April 30, 2002

Contact: Todd Cohen, University Relations, (785) 864-8858.N

Donald Baer, 'intellectual leader' of KU human development department, dies

LAWRENCE -- Donald M. Baer, the Roy A. Roberts distinguished professor of human development and family life and of psychology at the University of Kansas, died Monday, April 29, at his home in Lawrence. Baer, 70, joined the KU faculty in 1965 and had planned to retire in June.

Baer was the "intellectual leader" of the Department of Human Development and Family Life and an important contributor to the Bureau of Child Research, now the Schiefelbusch Life Span Institute, said Edward K. Morris, professor and chair of human development and family life.
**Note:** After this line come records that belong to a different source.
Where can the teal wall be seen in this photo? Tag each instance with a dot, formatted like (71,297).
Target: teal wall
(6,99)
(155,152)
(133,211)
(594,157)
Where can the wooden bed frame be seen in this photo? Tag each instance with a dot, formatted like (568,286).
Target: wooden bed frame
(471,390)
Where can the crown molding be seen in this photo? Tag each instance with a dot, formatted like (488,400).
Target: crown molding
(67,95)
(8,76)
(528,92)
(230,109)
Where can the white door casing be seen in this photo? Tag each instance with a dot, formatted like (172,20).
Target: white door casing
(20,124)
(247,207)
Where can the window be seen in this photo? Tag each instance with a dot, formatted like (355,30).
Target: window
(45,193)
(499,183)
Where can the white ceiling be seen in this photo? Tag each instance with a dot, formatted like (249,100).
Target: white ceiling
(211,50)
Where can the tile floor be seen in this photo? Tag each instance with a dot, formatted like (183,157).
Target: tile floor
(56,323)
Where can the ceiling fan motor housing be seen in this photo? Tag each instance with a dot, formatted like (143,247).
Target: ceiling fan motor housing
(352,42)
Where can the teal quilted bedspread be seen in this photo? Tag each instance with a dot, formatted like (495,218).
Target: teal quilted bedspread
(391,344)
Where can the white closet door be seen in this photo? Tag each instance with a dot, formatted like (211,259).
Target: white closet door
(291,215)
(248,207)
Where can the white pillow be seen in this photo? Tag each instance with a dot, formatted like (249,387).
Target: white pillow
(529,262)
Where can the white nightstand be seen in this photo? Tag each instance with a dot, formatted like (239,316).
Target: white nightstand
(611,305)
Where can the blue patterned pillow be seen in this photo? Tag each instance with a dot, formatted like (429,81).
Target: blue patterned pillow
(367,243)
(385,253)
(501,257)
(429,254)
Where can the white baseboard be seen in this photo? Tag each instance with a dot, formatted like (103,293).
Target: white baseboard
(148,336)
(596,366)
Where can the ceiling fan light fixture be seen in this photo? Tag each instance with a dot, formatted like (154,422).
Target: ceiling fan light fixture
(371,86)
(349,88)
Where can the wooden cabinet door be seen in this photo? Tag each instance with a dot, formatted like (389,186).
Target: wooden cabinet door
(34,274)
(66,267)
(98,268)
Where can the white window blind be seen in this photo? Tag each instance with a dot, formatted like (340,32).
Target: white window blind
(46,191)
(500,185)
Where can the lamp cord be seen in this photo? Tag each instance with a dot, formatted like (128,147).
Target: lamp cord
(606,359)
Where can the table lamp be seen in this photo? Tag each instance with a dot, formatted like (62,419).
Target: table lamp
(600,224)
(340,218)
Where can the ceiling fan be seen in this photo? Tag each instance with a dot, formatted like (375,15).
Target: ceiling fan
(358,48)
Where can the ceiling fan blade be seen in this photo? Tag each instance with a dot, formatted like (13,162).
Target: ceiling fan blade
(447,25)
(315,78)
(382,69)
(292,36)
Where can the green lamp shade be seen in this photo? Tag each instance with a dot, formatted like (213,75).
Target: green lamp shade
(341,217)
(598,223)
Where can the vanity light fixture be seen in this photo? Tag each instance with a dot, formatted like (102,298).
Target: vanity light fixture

With the Life Span Institute, Baer was a senior scientist who contributed actively in writing funded grants for research in communication, early childhood education, retardation and chronic aberrant behavior.
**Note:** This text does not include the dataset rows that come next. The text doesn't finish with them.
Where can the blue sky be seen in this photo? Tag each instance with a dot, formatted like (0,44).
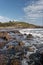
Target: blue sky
(30,11)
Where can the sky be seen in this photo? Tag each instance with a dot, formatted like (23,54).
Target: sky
(30,11)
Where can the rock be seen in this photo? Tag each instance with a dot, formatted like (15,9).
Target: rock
(15,62)
(21,44)
(9,47)
(29,36)
(16,31)
(5,36)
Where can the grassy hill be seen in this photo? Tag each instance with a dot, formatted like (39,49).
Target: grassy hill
(18,25)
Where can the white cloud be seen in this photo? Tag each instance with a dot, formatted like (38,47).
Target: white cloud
(34,11)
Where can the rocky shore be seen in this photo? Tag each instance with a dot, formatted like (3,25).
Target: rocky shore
(16,49)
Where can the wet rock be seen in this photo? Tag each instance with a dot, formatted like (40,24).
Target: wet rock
(5,36)
(9,47)
(15,62)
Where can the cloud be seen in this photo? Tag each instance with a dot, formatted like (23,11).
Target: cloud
(34,11)
(4,19)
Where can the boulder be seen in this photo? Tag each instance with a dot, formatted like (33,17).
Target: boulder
(15,62)
(5,36)
(29,36)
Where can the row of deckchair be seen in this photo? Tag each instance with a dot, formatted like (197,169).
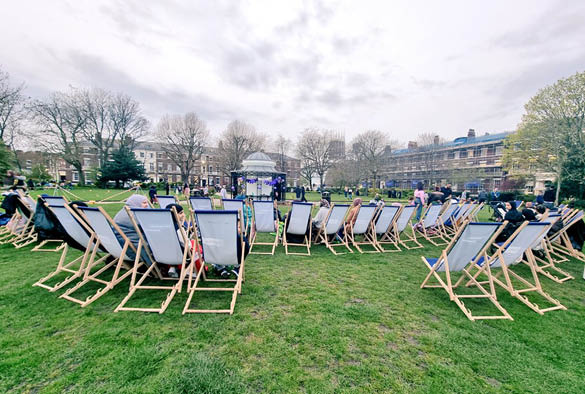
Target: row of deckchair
(98,235)
(472,260)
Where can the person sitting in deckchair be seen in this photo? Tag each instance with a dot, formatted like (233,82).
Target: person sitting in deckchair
(320,216)
(352,215)
(125,224)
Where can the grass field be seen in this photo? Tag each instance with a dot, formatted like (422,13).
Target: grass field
(313,324)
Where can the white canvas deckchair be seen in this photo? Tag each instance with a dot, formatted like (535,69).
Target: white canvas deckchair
(510,254)
(543,260)
(429,225)
(384,228)
(560,243)
(157,234)
(467,246)
(364,227)
(105,230)
(56,201)
(200,203)
(164,201)
(82,234)
(263,222)
(403,223)
(219,242)
(446,219)
(331,226)
(298,223)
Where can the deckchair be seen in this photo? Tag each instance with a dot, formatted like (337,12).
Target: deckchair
(81,234)
(263,222)
(446,219)
(509,254)
(545,265)
(430,223)
(200,203)
(560,243)
(298,222)
(467,246)
(402,224)
(331,228)
(219,242)
(364,227)
(157,235)
(164,201)
(384,228)
(105,231)
(52,201)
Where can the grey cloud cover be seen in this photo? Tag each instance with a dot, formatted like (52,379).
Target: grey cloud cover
(402,67)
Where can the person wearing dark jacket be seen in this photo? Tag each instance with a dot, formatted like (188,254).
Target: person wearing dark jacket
(514,219)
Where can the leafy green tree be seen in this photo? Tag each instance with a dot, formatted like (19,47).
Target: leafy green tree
(123,167)
(39,173)
(551,131)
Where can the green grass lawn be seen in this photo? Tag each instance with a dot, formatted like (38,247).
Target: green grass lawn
(315,324)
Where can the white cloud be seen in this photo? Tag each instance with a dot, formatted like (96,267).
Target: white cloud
(402,67)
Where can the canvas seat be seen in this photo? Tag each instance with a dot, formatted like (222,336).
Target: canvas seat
(164,201)
(57,243)
(467,246)
(543,261)
(156,229)
(332,229)
(219,242)
(402,224)
(364,227)
(429,225)
(200,203)
(80,237)
(263,222)
(298,223)
(384,228)
(105,231)
(508,255)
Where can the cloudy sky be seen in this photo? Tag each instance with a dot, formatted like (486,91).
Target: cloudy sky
(401,67)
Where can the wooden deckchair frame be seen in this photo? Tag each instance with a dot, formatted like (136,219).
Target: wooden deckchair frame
(322,235)
(449,287)
(369,236)
(438,233)
(509,274)
(409,238)
(389,236)
(306,244)
(201,276)
(64,266)
(89,277)
(153,269)
(255,234)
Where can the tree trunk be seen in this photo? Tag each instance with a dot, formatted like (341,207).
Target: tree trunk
(558,189)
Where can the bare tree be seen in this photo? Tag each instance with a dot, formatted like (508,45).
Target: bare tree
(429,144)
(237,141)
(110,120)
(127,120)
(314,148)
(282,145)
(60,128)
(370,149)
(182,139)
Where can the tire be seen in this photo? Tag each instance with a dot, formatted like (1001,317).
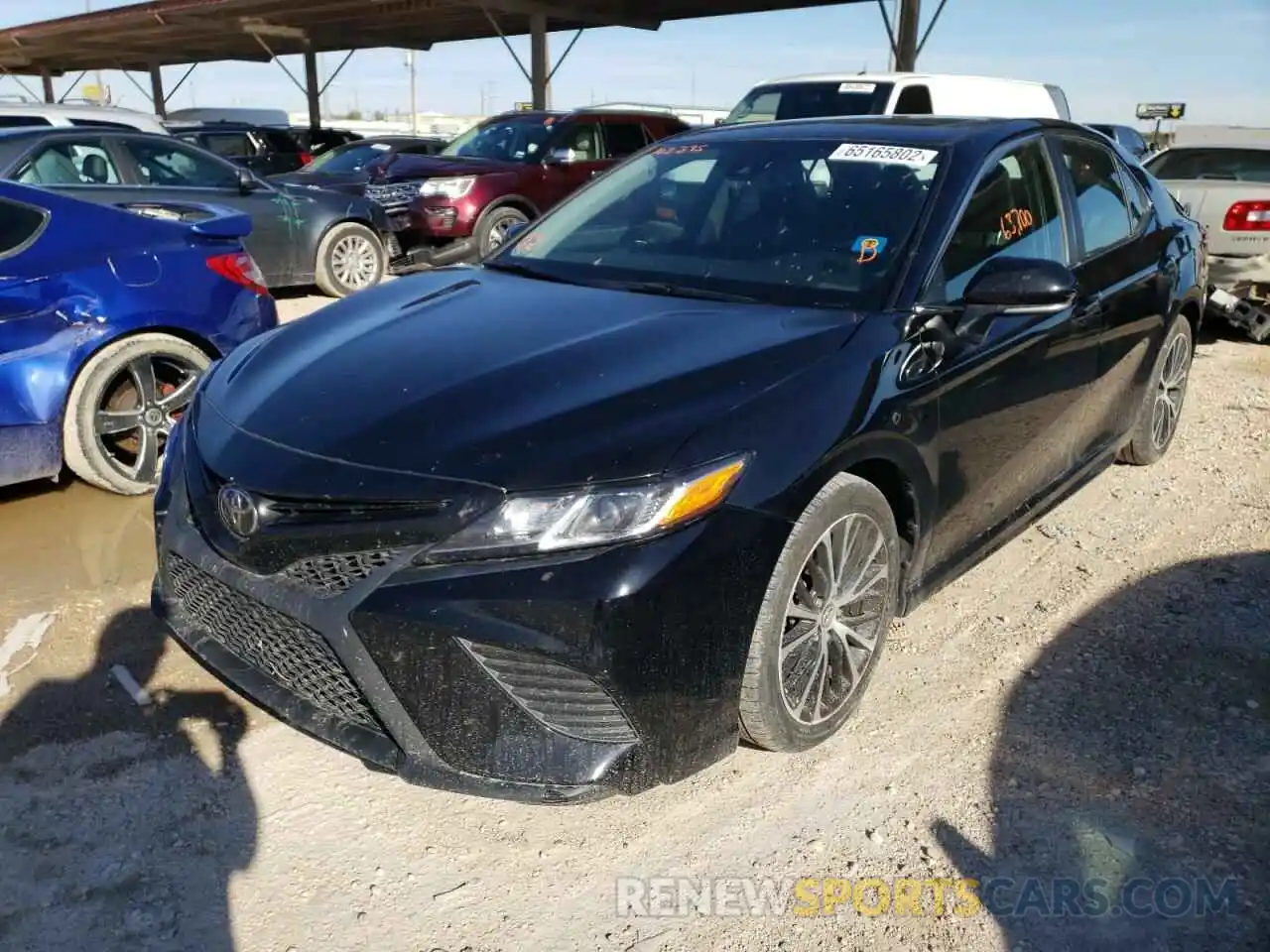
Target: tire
(493,226)
(1159,416)
(350,258)
(111,421)
(858,517)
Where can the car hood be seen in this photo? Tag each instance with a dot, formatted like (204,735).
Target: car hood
(509,381)
(408,168)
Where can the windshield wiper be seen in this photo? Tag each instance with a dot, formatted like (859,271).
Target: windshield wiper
(525,272)
(668,290)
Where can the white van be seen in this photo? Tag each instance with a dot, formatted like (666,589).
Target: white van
(17,114)
(899,94)
(231,113)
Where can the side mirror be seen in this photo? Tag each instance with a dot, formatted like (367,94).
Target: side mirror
(1023,286)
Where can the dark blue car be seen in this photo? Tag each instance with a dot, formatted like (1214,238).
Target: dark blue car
(108,317)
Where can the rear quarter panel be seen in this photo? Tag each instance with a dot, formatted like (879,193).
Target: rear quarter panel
(98,275)
(1207,200)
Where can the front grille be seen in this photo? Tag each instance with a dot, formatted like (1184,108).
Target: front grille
(400,193)
(331,575)
(558,697)
(294,655)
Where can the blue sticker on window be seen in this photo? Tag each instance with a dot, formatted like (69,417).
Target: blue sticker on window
(867,248)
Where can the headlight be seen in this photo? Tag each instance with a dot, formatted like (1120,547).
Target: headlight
(594,516)
(448,188)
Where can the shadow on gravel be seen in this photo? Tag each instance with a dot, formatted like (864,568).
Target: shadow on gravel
(1132,779)
(121,825)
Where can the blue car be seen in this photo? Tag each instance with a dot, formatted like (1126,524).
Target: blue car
(108,318)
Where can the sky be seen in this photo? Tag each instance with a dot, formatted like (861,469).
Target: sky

"Don will be remembered in the department for his wit and intellectual brilliance, his advocacy of high standards of experimental proof, his incisive and logical analysis in conceptual issues, his deep and abiding concern for creating and disseminating effective behavioral interventions, and his generosity and goodwill toward his students and colleagues," said Morris.

Baer's research interests included the use of preschool classroom settings for the modification of problem behavior in young children; program design for the extensive modification of deviant behavior in children; environmental control of language development; motor and verbal imitation; behavioral analyses of retardation; stimulus control; and generalization of the effects of behavior modification.

About 100 human-development colleagues and former students from across the United States and as far away as Japan and Norway gathered in Lawrence on April 13 for a conference in Baer's honor. His former students organized the conference, which focused on Baer's pioneering influence in the developmental psychology and behavior analysis field. The creation of the Donald M. Baer faculty award also was announced at the conference.

"Don was a wonderful mentor to generations of students. I am grateful that we were able to share our gratitude with him just two weeks before his untimely death," said Kathleen McCluskey-Fawcett, interim dean of the College of Liberal Arts and Sciences and one of 1,000 graduate students who took Baer's infamous experimental child study course.

Baer is survived by his wife, Elsie Pinkston, professor of social work at the University of Chicago, and by three daughters, Ruth Baer of Lexington, Ky., Miriam Baer of Durham, N.C., and Deborah Baer of Franklin, Wis. Funeral arrangements are pending.